What should I do?
If you think you have this condition, you should call an ambulance or go to the hospital immediately.
How is it diagnosed?
The doctor can diagnose mastoiditis based on your symptoms and by examining the ear with an otoscope (a device with a light and a magnifying glass). They may refer you to a specialist, who might do a blood test, ear culture (discharge from the ear checked for infection) and a CT scan.
What is the treatment?
Mastoiditis is treated with antibiotics, administered directly through a vein, in hospital.
In some cases, surgery may be needed.
Mastoiditis is an uncommon bacterial infection of the mastoid bone behind the ear. It is usually seen in children, although adults can sometimes be affected.
The mastoid bone has a honeycomb-like structure – it contains air spaces called mastoid cells, which help maintain the air space in the middle ear.
Mastoiditis can develop when the mastoid cells become infected or inflamed, often as a result of a persistent middle ear infection. This can cause the porous bone to break down.
What are the symptoms?
Mastoiditis typically causes:
- fever, irritability and tiredness
- swelling behind the ear, pushing it forward
- redness and tenderness or pain behind the ear
- a creamy discharge from the ear
- hearing loss
When to call your doctor
Call your doctor if you or your child:
- have any of the above symptoms of mastoiditis
- have an ear infection that doesn't clear up with treatment or is followed by new symptoms
- have been diagnosed with mastoiditis and treatment is not clearing it
What are the causes?
Mastoiditis sometimes develops after a middle ear infection. Bacteria from the middle ear can travel into the air cells of the mastoid bone.
Another possible cause of mastoiditis is a cholesteatoma (an abnormal collection of skin cells inside your ear), which may prevent the ear draining properly and lead to infection.
How is it diagnosed?
Your doctor will want to examine the inside of your ear with an otoscope (an instrument with a light and magnifying glass), to see if any infection or cholesteatoma is present.
Most ear infections are due to a middle ear infection (otitis media). If your doctor suspects you have mastoiditis as a complication of a middle ear infection, they will refer you to hospital to see an ear, nose and throat (ENT) specialist. Here you will have a further examination and tests – usually a blood test and an ear culture (testing the ear discharge for a bacterial infection).

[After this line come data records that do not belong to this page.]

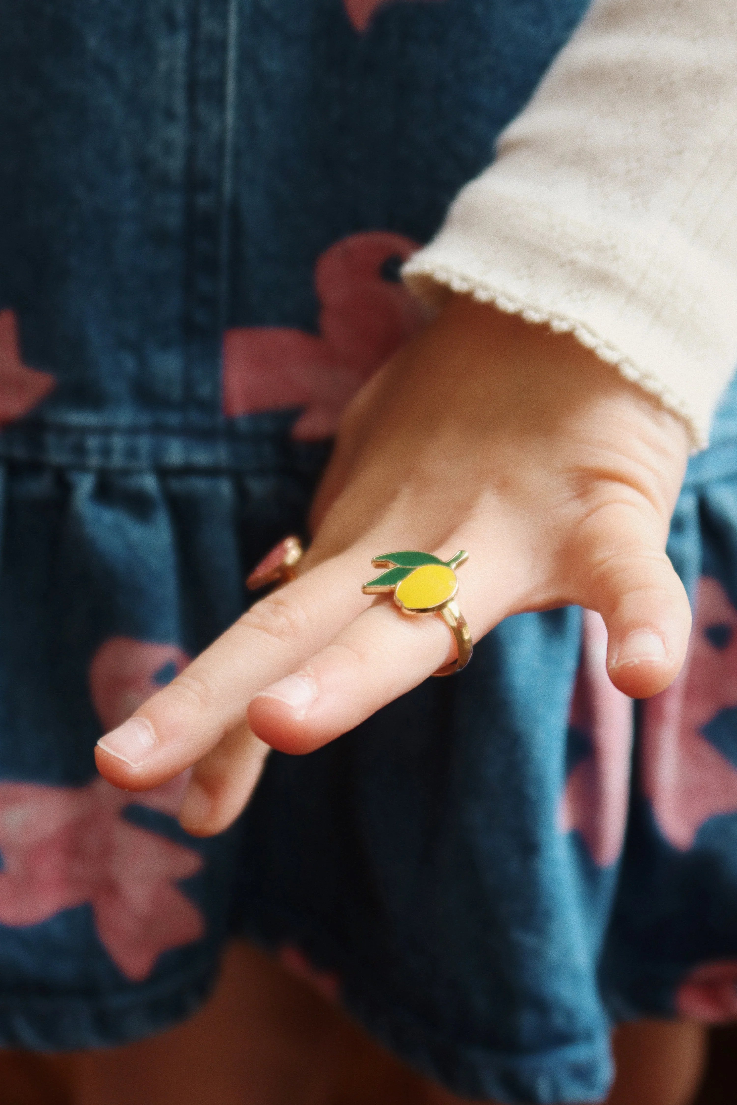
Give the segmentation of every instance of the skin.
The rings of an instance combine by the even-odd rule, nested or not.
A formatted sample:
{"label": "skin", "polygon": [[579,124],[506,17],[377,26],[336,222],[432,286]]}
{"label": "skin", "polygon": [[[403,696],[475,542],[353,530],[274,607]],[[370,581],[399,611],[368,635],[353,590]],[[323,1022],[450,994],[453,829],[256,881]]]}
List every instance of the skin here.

Some children may need a CT scan, which uses X-rays and a computer to create detailed images of the inside of the skull.
How is it treated?
Mastoiditis is treated with antibiotics.
You may need to go to hospital to be treated by an ENT specialist. Antibiotics are given to you via a drip, and you may need surgery to drain the ear and to have the infected mastoid bone removed.
You could be in hospital for a few days for this treatment, until the surgeons are happy the infection is under control.
Surgery to drain fluid from the ear is known as a myringotomy.
The doctor will make a small hole in your eardrum to drain the fluid and relieve pressure from deep inside your ear. A small tube may be inserted into the middle ear to provide ventilation and prevent fluid getting inside it. This tube will typically fall out after 6-12 months.
An operation to remove the infected mastoid bone is known as a cortical mastoidectomy – this is only usually needed if the infection is severe.
Caring for your ear after surgery
If you've had surgery, you'll need to stay in hospital for a few days after the operation, and will probably need to take one or two weeks off work. Your doctor will advise you on this.
Take care not to get your operated ear wet. You should be able to wash your hair after a week, providing you do not get water inside your affected ear.
You should be able to go swimming about four to six weeks after the operation, depending on how well it has healed. Your doctor should be able to advise you at your follow-up appointment.
With early antibiotic treatment, most people recover quickly with no complications.
However, treatment is not always easy and the condition may come back.
If a severely infected bone is not removed, it can cause hearing loss and life-threatening health complications such as a blood clot, meningitis, or a brain abscess.